# Wikipedia Network
Scrape all wikipedia links on a seed Wikipedia page to build a directed network where each node is a wiki page and each edge is a link

In [2]:
import requests
from bs4 import BeautifulSoup
import networkx as nx

url_cache = {str: {str}}

def fetch_page_wiki_links(url: str) -> set[str]:
    if url in url_cache:
        return url_cache[url]
    
    response = requests.get(url)

    if response.ok:
        links = set()
        soup = BeautifulSoup(response.content, 'html.parser')
        a_tags = soup.find_all('a', href=True)
        for tag in a_tags:
            href = tag['href']
            if href.startswith('/wiki/') and ':' not in href:
                links.add(f"https://en.wikipedia.org{href}")
        # cache set of links
        url_cache[url] = links
        return links
        
def build_wikipedia_network(seed_url, max_depth=1):
    G = nx.DiGraph()
    queue = [(seed_url, 0)]

    while queue:
        current_url, depth = queue.pop(0)

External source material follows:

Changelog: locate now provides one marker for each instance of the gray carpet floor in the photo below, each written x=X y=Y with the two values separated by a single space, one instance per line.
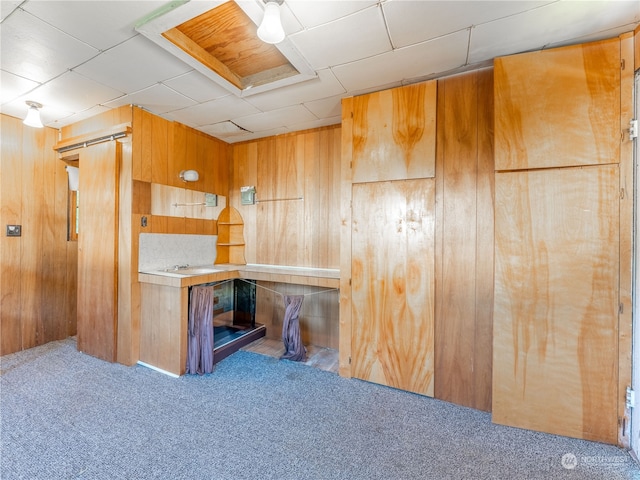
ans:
x=65 y=414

        if depth > max_depth:
            break
        else:
            links = fetch_page_wiki_links(current_url)
            for link in links:
                G.add_edge(current_url, link)
                queue.append((link, depth + 1))

    return G

In [4]:
seed_url = 'https://en.wikipedia.org/wiki/Example'
wiki_network = build_wikipedia_network(seed_url, max_depth=1)

# Print the number of nodes and edges
print("Number of nodes:", wiki_network.number_of_nodes())
print("Number of directed edges:", wiki_network.number_of_edges())

Number of nodes: 1154
Number of directed edges: 1204


In [5]:
%%timeit
requests.get(seed_url)

107 ms ± 2.05 ms per loop (mean ± std. dev. of 7 runs, 10 loops each)